Answer: Great question. There are two kinds of approaches. One is to look for a market that might want your product that doesn’t have it yet. There is a Stanford grad, Brian Rikuda who started a hip-hop company called Conduit Entertainment. Brian got angel funding for it after the dotcom he was working at went bust. He figured out that there was no Little Rock, Arkansas sound, and it was a decent sized market, so he started there. It was successful because he had no competition and could start his own sound. Now it’s moved to a larger market.

Or you can do all sorts of little experiments. In fact, what it takes to test a market on the web and what is considered valid evidence has changed. John Lilly was CEO and founder of Reactivity, a company that did web design and incubated new companies during the dotcom boom. It’s now an enterprise software company. Lilly recently explained how Reactivity generated ideas for new companies and why the approach they used would never work today. His team generated thirty ideas for new companies to pitch to venture capitalists in thirty days. Each of these “prototypes” was a PowerPoint deck.
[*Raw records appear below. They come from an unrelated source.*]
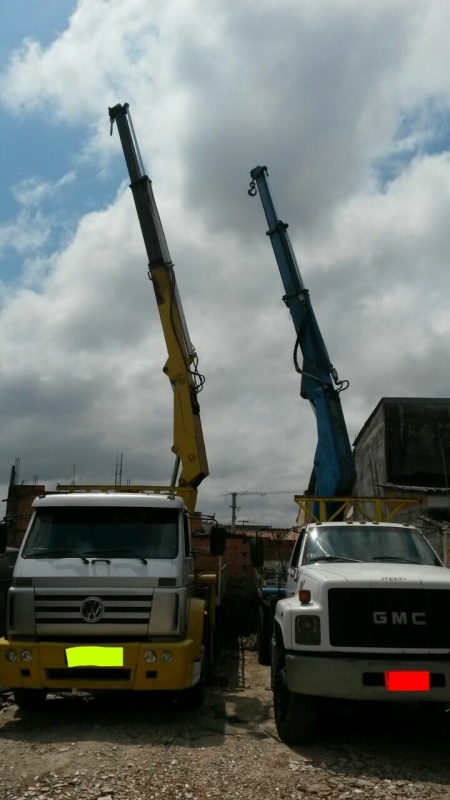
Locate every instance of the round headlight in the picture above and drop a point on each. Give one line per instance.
(150, 656)
(26, 655)
(11, 655)
(166, 656)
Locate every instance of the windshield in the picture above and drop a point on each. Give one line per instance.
(360, 543)
(104, 532)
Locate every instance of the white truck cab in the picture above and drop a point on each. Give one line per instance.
(366, 616)
(104, 596)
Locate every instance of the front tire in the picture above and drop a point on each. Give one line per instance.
(295, 714)
(30, 699)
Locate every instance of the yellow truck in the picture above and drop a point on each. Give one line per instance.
(104, 593)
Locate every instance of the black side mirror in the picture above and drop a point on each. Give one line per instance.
(217, 541)
(3, 537)
(257, 552)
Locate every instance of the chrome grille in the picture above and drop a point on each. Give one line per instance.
(121, 612)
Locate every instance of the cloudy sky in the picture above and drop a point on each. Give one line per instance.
(346, 102)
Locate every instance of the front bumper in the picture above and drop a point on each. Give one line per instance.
(364, 678)
(49, 667)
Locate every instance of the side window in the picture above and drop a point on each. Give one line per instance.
(187, 537)
(296, 551)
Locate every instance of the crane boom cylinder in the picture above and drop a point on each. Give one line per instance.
(181, 366)
(334, 469)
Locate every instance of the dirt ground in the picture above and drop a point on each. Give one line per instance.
(121, 748)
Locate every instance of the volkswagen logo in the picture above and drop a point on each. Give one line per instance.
(92, 609)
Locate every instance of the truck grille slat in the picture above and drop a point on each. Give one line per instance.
(389, 618)
(54, 611)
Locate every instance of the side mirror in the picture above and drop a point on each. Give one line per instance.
(257, 552)
(3, 537)
(217, 541)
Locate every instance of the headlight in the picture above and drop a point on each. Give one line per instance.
(11, 655)
(150, 656)
(26, 655)
(166, 656)
(307, 629)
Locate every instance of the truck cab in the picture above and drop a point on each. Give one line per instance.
(105, 596)
(365, 617)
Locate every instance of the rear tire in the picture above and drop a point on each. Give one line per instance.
(295, 714)
(30, 699)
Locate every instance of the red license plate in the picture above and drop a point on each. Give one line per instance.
(399, 681)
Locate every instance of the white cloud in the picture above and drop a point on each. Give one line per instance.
(318, 91)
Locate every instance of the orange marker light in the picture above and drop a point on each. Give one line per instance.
(400, 681)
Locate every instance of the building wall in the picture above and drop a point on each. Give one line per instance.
(18, 510)
(370, 459)
(405, 441)
(239, 608)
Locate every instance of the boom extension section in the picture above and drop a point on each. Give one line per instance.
(181, 366)
(334, 470)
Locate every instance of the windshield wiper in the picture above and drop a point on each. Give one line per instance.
(58, 554)
(396, 558)
(119, 550)
(334, 558)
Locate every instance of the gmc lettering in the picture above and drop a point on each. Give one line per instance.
(399, 618)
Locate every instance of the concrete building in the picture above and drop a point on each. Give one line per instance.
(403, 450)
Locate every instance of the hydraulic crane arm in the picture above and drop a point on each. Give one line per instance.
(181, 365)
(334, 471)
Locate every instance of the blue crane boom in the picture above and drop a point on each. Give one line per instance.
(334, 469)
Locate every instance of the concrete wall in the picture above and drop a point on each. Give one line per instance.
(240, 605)
(405, 441)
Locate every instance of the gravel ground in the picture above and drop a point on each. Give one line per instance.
(125, 748)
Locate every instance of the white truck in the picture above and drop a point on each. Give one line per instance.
(366, 616)
(105, 596)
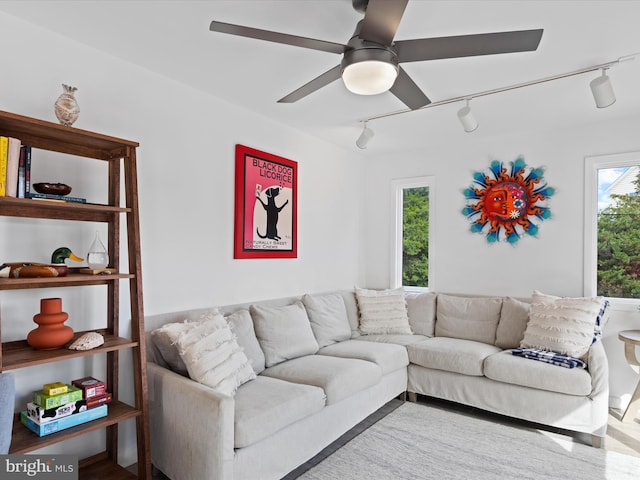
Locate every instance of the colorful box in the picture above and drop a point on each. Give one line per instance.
(92, 387)
(55, 388)
(42, 415)
(64, 422)
(52, 401)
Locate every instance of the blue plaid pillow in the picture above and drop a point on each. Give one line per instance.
(553, 358)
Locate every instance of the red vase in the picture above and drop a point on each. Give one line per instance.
(51, 332)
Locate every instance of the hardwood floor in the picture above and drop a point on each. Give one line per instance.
(622, 437)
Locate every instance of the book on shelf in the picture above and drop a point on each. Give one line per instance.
(62, 423)
(4, 147)
(55, 198)
(13, 159)
(27, 170)
(21, 173)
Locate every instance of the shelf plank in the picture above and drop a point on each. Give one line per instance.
(71, 280)
(63, 139)
(26, 207)
(104, 469)
(19, 354)
(25, 441)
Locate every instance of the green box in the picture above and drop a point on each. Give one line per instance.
(52, 401)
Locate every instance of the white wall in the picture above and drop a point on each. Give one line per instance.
(186, 186)
(463, 262)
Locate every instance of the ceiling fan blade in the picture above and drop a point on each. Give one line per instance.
(276, 37)
(316, 84)
(468, 45)
(381, 20)
(408, 92)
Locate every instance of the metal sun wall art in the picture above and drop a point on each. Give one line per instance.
(505, 203)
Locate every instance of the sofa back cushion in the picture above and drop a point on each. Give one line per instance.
(382, 311)
(328, 317)
(242, 326)
(514, 317)
(562, 324)
(283, 332)
(421, 308)
(468, 318)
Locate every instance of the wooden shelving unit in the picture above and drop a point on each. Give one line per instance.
(121, 157)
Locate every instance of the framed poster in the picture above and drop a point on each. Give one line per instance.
(266, 205)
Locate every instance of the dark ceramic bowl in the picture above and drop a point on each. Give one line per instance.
(52, 188)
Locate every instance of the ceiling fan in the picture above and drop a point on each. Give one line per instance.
(371, 59)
The team picked the best one (a blend of email and a web browser), refined it, and eventually raised $90 million to start a defunct company called Zaplet. John is now vice-president of business development and Operations at the Mozilla Corporation. He explains that this approach won’t work now because venture capitalists only fund web-based companies that are already on the web and have already have a proven ability to attract customers.

So during the boom, the prototypes were PowerPoint decks and the associated pitch; now you need prototype products and services that are already bringing in real dollars and real customers. To me, this a move toward better evidence.

Question: How does a company break the hold of a reliance on mistaken beliefs?

Answer: Find people who disagree with you. If you get mad at them, it is a good sign you need to think. Fight as if you right; listen as if you are wrong

Question: What is more dangerous: fear or arrogance?

Answer: They both suck. What you prefer: a poke in the left or the right eye? If you prefer, I’ll take arrogance, at least arrogant people have the courage to act, and in the process, might get served humble pie.

Question: What are the qualities of an effective leader?

Answer: Some one who acts as if he or she is in control, but realizes that they only way to sustain some control is to listen, admit error, and keep learning. Here is a great quote that we have in book from Andy Grove, which demonstrates this attitude of wisdom, the ability to act on your knowledge, while doubting what you know, and on a related point, how pretending you are in control can help you gain control:

“I think it is very important for you to do two things: act on your temporary conviction as if it was a real conviction; and when you realize that you are wrong, correct course very quickly …. And try not to get too depressed in the part of the journey, because there’s a professional responsibility. If you are depressed, you can’t motivate your staff to extraordinary measures. So you have to keep your own spirits up even though you well understand that you don’t know what you’re doing.”

I can’t believe he said it, but it is consistent with the evidence!

Question: What should a person do if she works for a bozo who tries to implement the management fad du jour?

Answer: If you can’t talk them out of it, pretend to do it until the next fad comes along, then pretend to do that, but focus your real effort on what counts. Better yet, quit. Still better yet, start a movement to get him or her fired.